EF: The art world is much, much larger today; indeed, I’d say that there are multiple art worlds. It's more complicated for artists to make it today because it's harder for them to identify where they fit in, to find an authentic voice, and to find a community of support. But, there are also a lot more opportunities out there. I think it’s important for young artists find a network and be part of it, really participate, attend, and engage in what’s around you.
BW: As one of the art world’s top curators, what advice do you have for emerging artists?
EF: More than anything, you need to know yourself. Why do you want to be an artist and what do you want to say with your work? How will you distinguish it from all the other work you see out there? These can be hard questions; I think it’s a process that can take time to answer. It's also critical to develop your technique. Whatever form your art takes - whether it's an object, a performance, or something that exists in the virtual world, it should be well thought out and well crafted. As an art historian, I’d also say, know your art history – know who came before you.
On the practical side, this is really basic, but I also think that marketing is important. You need a good website; you need high-quality photos of your work. My first introduction to many artists has been via their website, and it’s frustrating when you go to a site that’s badly organized, or never updated.
BW: This is an incredible new building we're in. Tell us about the new space, BRIC Arts Media House.
EF: Our new facility is located in downtown Brooklyn and includes the Ballroom, a performance space for up to 400 persons equipped with the technology to accommodate a wide variety of performance styles, a flexible Artist Studio that provides short-term residencies for both performing and visual artists; the Gallery, which has about 3,000-square-feet of space; a Project Room for BRIC’s emerging curator program and for smaller curatorial projects; and a state-of-the-art public access television center, media lab and editing suites. One of my favorite features of the building is a monumental, interior Stoop, a cultural gathering space facing the gallery which is the site of frequent free programs.
BW: What is an example of a recent project in the new space?
EF: WOW (Work in Progress) was a project staged earlier this year that leveraged our space as a laboratory for a multi-layered experience. WOW is an experimental opera based on the tragic career of Milli Vanilli, a manufactured German pop duo whose spectacular rise and fall can be seen as tragically operatic.
To create the opera, three Brooklyn based artists worked across disciplines – musical composition (Joe Diebes), poetry (Christian Hawkey) and theater (David Levine). In an experimental opera setting, the work re-imagines the repetition of the CD-skip moment that started the precipitous downfall of Milli Vanilli's career. The performances used all of our program facilities including the Gallery, which acted as both a stage set and a real gallery show.
BW: What is your vision as a curator?
EF: My vision has been consistent over the years - I'm focused on creating rigorously curated, yet accessible exhibitions.
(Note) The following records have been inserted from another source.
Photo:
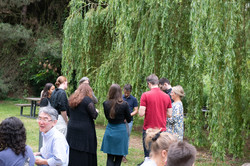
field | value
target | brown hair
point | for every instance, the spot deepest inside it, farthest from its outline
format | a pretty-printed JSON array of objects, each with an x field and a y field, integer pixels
[
  {"x": 181, "y": 153},
  {"x": 82, "y": 91},
  {"x": 115, "y": 97},
  {"x": 157, "y": 140},
  {"x": 60, "y": 80},
  {"x": 153, "y": 79}
]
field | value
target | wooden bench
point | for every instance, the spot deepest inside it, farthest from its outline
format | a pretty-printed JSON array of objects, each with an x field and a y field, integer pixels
[{"x": 22, "y": 105}]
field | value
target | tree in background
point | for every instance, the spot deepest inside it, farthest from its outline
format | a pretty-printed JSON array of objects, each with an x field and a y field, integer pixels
[
  {"x": 30, "y": 41},
  {"x": 200, "y": 45}
]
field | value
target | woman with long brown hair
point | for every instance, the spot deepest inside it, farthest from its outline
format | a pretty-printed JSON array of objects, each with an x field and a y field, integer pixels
[
  {"x": 115, "y": 139},
  {"x": 81, "y": 134}
]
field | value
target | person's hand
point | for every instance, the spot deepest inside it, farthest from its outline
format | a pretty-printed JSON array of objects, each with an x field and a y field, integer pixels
[{"x": 41, "y": 161}]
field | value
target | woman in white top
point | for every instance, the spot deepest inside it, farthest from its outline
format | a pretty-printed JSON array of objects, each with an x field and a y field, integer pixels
[{"x": 158, "y": 142}]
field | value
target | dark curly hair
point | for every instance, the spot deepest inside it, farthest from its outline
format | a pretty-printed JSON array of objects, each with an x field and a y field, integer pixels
[{"x": 13, "y": 135}]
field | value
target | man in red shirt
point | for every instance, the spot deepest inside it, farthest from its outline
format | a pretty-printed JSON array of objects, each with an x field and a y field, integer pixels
[{"x": 156, "y": 106}]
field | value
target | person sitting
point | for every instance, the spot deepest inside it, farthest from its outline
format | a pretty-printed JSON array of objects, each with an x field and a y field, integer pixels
[
  {"x": 55, "y": 149},
  {"x": 181, "y": 154},
  {"x": 13, "y": 150},
  {"x": 159, "y": 143}
]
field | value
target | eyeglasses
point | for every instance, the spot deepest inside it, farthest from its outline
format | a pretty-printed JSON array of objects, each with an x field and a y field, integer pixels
[{"x": 46, "y": 120}]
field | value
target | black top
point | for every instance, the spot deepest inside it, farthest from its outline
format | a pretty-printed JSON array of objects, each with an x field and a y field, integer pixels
[
  {"x": 59, "y": 100},
  {"x": 44, "y": 102},
  {"x": 121, "y": 112},
  {"x": 81, "y": 134}
]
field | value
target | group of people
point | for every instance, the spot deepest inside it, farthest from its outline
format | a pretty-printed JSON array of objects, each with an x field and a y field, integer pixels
[{"x": 68, "y": 129}]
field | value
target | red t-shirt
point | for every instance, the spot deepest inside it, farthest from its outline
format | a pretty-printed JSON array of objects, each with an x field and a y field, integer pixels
[{"x": 156, "y": 103}]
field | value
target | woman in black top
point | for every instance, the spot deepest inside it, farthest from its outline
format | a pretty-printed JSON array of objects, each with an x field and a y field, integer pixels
[
  {"x": 46, "y": 94},
  {"x": 115, "y": 139},
  {"x": 81, "y": 135},
  {"x": 59, "y": 101}
]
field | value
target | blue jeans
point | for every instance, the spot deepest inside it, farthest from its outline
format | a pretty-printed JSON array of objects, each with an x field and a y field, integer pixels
[{"x": 146, "y": 151}]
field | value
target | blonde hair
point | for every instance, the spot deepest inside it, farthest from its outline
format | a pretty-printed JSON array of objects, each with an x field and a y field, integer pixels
[
  {"x": 178, "y": 90},
  {"x": 157, "y": 140},
  {"x": 60, "y": 80}
]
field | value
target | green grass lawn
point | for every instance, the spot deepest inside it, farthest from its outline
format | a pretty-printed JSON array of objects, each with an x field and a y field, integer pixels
[{"x": 135, "y": 156}]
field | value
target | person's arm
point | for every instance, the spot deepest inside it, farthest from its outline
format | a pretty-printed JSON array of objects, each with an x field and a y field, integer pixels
[
  {"x": 92, "y": 111},
  {"x": 135, "y": 111},
  {"x": 128, "y": 117},
  {"x": 94, "y": 99},
  {"x": 41, "y": 161},
  {"x": 65, "y": 117},
  {"x": 169, "y": 112},
  {"x": 142, "y": 110}
]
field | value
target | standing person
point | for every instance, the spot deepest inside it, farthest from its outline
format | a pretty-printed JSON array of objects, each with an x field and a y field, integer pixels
[
  {"x": 133, "y": 108},
  {"x": 175, "y": 124},
  {"x": 13, "y": 148},
  {"x": 166, "y": 87},
  {"x": 115, "y": 139},
  {"x": 46, "y": 94},
  {"x": 181, "y": 153},
  {"x": 159, "y": 143},
  {"x": 156, "y": 106},
  {"x": 55, "y": 149},
  {"x": 81, "y": 134},
  {"x": 59, "y": 101},
  {"x": 85, "y": 80}
]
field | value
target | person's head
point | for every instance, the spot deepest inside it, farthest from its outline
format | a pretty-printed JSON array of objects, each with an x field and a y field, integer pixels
[
  {"x": 47, "y": 90},
  {"x": 84, "y": 80},
  {"x": 164, "y": 84},
  {"x": 181, "y": 153},
  {"x": 159, "y": 142},
  {"x": 61, "y": 82},
  {"x": 13, "y": 135},
  {"x": 177, "y": 93},
  {"x": 114, "y": 97},
  {"x": 127, "y": 90},
  {"x": 152, "y": 80},
  {"x": 82, "y": 91},
  {"x": 47, "y": 118}
]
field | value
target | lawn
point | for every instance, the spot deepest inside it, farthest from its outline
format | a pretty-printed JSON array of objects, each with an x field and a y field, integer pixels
[{"x": 135, "y": 156}]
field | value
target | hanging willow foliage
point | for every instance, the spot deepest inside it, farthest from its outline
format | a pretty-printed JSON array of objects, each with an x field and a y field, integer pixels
[{"x": 186, "y": 41}]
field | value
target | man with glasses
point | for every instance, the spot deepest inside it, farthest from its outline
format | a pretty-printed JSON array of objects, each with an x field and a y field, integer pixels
[
  {"x": 156, "y": 106},
  {"x": 55, "y": 149}
]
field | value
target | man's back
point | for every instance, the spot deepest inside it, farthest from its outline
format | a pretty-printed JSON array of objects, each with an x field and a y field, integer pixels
[{"x": 156, "y": 103}]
I’ve also always been motivated to work with younger or lesser-known artists; I feel that one responsibility curators have is to introduce the work of figures who have yet to receive exposure or critical recognition.
I’m also increasingly interested in interdisciplinary shows that that have an interactive element, or that demonstrate the ways artists are working with an array of media and formats.
BW: What is your next major project?
EF: On September 19 we are launching a major new initiative, the BRIC Biennial. The first edition of the biennial will focus on artists based in downtown Brooklyn and nearby neighborhoods, and will present the work of 27 emerging and mid-career visual artists working in numerous artistic media.
BW: What one thing you want people to remember about art from this post?
EF: Having the opportunity to look at art, make art, or work with artists – it’s all a real gift. Developing an eye for art will help expand your world view, and compel you to see the world in fresh ways.